Everyday we drive down the same road to our home and from our home.
Everyday for two years the road we would drive down would pass a field with a little statue to Bl. Kateri and say "One of these days we are going to stop and see what that is all about."
Well, about a month and a half ago we finally stopped.I was ashamed of myself when I read the history of that very field.
The place where Kateri lived for much of here life, Caughnawaga, near the village of Fonda, New York has been marked since 1938 by the Fonda Memorial of Catherine Tekakwitha. The Indian village site was discovered in 1950, a Holy Year, by Father Thomas Grassman, a Conventual Franciscan Friar and founder of the shrine. In that year, Father Thomas unearthed the postmolds where the stockade around the Indian Settlement at Fonda had been, and between then and 1957, with the help of numerous volunteers excavated the rest of the site.

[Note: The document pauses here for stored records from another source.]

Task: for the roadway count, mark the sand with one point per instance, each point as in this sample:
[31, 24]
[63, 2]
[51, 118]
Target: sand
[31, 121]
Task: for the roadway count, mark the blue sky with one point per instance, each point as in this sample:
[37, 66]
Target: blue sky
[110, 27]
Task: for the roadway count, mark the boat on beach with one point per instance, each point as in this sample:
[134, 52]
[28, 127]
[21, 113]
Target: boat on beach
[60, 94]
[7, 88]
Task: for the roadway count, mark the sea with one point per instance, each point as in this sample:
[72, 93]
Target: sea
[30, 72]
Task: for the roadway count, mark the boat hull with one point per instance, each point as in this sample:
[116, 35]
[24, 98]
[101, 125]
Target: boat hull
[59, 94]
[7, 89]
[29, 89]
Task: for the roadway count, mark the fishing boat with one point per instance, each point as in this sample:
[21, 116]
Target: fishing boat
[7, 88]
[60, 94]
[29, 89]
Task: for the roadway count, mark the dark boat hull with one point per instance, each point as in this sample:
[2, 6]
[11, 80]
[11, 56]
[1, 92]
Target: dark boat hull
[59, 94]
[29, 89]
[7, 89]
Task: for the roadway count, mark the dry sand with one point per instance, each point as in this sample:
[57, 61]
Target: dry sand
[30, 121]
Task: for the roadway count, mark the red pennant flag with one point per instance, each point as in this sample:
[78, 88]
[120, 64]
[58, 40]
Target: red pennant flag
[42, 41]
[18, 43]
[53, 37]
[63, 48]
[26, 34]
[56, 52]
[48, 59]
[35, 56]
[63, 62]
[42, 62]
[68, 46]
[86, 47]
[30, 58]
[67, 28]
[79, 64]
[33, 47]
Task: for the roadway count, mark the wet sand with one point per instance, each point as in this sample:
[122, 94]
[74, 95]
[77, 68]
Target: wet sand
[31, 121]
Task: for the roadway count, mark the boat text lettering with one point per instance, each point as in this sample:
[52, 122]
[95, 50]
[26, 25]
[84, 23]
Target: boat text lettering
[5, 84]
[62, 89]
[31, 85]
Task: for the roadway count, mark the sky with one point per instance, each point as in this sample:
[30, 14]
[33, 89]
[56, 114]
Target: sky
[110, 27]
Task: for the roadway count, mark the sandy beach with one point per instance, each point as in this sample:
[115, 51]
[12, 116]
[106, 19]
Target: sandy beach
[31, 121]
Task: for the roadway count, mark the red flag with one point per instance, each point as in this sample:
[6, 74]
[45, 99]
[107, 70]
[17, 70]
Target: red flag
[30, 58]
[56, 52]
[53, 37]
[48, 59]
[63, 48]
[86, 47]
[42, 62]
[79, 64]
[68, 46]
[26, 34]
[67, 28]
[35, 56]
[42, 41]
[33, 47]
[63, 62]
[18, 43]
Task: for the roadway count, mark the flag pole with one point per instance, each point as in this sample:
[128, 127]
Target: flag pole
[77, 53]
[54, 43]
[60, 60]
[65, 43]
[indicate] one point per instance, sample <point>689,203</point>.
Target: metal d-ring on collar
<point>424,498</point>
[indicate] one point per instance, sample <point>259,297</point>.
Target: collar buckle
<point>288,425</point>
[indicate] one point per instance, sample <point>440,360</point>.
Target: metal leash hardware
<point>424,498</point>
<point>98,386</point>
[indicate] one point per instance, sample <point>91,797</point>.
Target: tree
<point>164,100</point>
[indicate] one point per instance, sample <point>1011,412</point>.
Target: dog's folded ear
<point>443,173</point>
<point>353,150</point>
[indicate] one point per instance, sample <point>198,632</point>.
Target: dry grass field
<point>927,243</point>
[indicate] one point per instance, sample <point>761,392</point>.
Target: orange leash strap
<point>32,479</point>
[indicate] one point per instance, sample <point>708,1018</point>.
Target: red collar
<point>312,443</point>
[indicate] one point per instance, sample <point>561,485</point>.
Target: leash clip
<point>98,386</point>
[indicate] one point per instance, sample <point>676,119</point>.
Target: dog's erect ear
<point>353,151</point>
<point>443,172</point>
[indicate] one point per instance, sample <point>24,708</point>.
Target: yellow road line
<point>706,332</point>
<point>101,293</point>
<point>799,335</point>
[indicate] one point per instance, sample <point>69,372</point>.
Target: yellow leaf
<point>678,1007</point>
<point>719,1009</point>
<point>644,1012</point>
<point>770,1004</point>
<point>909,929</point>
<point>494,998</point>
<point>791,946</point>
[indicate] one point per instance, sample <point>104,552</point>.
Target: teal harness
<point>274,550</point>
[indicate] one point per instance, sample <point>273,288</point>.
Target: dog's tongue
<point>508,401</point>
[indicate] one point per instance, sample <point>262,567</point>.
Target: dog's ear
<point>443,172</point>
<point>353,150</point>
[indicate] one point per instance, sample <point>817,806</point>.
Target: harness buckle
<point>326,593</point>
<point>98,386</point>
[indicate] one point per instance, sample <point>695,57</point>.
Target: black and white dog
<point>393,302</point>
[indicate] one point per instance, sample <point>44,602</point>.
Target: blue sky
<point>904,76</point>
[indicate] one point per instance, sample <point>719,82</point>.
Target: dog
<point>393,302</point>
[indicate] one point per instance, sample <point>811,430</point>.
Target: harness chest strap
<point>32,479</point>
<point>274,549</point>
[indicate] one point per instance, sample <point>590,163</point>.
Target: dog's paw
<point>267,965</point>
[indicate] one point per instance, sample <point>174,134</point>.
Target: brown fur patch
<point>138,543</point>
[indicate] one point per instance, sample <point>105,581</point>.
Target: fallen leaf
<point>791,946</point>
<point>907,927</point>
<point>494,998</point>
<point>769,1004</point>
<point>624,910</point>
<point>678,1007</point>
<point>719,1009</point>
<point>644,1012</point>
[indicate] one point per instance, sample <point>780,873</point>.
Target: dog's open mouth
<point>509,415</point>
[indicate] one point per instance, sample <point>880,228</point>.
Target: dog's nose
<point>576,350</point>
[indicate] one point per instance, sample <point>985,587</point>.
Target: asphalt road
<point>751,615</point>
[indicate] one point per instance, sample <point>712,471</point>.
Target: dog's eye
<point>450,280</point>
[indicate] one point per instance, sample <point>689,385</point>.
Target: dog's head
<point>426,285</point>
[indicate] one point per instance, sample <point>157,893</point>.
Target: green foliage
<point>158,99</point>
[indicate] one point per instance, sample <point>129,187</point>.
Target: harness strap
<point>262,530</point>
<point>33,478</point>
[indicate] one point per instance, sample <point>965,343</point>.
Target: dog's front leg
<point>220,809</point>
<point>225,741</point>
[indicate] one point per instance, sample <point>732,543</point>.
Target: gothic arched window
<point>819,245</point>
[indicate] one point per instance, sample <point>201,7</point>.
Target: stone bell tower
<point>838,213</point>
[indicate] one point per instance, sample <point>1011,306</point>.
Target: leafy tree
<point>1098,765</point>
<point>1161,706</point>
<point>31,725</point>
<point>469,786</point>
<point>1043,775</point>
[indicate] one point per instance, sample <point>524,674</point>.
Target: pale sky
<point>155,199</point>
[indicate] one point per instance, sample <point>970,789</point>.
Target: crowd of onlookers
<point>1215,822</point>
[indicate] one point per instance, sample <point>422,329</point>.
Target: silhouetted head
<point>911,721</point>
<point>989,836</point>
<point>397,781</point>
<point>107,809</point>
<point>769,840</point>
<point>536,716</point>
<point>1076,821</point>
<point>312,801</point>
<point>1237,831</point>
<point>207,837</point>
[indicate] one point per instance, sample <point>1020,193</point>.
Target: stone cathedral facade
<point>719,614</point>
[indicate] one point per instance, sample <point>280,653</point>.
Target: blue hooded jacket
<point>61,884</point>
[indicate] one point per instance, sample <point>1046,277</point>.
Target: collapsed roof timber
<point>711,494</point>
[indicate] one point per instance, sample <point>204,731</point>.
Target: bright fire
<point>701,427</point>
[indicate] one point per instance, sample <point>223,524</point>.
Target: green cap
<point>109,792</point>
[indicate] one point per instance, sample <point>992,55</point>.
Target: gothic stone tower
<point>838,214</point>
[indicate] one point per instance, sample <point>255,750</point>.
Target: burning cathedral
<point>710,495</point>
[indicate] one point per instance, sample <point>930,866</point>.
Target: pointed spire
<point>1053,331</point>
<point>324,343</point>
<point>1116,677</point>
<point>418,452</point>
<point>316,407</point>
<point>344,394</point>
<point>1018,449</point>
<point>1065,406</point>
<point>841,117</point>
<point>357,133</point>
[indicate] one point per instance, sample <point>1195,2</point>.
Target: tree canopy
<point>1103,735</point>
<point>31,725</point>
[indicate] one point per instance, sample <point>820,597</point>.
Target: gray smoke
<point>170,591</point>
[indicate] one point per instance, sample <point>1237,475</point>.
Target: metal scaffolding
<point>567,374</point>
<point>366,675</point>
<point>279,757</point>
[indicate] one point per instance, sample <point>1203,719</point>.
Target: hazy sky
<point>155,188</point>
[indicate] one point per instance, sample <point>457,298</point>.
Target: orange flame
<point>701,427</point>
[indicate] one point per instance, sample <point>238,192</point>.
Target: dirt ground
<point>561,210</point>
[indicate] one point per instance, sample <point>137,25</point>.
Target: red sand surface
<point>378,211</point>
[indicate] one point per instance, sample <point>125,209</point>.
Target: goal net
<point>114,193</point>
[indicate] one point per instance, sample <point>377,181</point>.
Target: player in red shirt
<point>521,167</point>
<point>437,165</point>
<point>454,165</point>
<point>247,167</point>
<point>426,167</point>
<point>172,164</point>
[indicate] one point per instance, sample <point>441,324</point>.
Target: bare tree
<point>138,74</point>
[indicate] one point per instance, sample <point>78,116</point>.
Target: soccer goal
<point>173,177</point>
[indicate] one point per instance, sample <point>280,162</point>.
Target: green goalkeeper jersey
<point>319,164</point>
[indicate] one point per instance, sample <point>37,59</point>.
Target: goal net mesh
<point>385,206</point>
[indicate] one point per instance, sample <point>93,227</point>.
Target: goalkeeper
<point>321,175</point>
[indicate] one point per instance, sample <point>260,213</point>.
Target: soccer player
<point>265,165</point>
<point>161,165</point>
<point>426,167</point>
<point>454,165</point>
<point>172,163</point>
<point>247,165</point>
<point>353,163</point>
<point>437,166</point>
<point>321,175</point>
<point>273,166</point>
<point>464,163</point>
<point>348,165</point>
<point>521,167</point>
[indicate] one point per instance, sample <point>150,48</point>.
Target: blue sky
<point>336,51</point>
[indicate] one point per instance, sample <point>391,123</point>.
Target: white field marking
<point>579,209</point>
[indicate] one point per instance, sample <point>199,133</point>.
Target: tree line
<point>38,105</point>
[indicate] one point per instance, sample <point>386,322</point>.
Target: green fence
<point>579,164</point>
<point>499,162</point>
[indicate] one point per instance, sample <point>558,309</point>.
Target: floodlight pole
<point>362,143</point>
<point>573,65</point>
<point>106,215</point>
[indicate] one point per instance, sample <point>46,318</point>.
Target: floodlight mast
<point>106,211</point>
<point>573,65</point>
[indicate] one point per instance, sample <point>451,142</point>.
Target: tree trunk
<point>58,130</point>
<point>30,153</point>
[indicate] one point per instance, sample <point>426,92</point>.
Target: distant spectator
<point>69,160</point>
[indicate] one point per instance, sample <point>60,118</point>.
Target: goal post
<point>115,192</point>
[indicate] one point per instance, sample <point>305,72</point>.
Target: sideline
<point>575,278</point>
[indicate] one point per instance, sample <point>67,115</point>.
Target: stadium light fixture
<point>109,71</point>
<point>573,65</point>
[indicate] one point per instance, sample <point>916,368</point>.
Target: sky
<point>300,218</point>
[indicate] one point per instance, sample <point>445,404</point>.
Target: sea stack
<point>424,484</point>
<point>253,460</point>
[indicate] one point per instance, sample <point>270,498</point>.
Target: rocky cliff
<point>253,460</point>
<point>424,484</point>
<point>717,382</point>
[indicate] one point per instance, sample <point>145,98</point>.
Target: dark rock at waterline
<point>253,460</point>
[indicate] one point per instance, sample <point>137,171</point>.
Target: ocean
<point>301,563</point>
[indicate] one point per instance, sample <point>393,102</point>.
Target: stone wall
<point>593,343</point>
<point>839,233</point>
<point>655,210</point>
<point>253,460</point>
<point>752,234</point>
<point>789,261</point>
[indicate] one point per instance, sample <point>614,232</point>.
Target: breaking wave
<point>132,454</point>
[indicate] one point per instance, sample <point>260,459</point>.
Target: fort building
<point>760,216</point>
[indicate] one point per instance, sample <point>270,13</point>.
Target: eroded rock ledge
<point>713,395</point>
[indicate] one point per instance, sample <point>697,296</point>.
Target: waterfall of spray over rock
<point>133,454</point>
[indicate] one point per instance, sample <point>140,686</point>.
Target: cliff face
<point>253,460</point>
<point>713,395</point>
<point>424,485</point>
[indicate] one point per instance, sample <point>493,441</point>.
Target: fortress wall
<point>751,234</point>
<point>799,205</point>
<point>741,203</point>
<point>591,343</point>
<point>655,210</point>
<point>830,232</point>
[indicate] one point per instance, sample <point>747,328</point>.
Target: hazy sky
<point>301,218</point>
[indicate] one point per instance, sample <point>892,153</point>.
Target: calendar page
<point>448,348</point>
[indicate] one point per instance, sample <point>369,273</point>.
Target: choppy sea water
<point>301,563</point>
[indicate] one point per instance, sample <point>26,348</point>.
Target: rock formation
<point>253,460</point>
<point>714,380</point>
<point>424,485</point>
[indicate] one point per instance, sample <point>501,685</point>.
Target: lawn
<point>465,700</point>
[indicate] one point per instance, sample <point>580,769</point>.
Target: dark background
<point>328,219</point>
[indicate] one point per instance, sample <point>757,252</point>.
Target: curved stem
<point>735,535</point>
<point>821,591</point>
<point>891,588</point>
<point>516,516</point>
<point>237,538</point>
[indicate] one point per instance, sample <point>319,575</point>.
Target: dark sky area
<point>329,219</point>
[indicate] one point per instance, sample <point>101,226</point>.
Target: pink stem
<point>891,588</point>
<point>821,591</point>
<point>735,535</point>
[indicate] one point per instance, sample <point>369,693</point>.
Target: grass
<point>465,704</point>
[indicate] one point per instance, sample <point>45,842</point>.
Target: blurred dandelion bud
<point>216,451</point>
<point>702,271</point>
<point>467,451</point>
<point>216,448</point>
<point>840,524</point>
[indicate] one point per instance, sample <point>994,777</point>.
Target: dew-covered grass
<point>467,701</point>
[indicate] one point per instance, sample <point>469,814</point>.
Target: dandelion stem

Today it is the only completely excavated Iroquois Indian village in the country.
Visitors to the village, which sits on a hill above the Mohawk-Caughnawaga museum and the shrine chapel, can see clearly the outlines of the twelve longhouses and stockade which existed there 300 years ago.
(I will have top stop the car and take some pictures to share in the near future.)
The very next weekend when we attended Mass in Auriesville, it was Kateri's Feast Day. I decided this was a "sign" to take up the cause to have Bl.Kateri canonized.
If anyone else has any special prayers to Bl. Kateri or devotion, I would love to hear about it.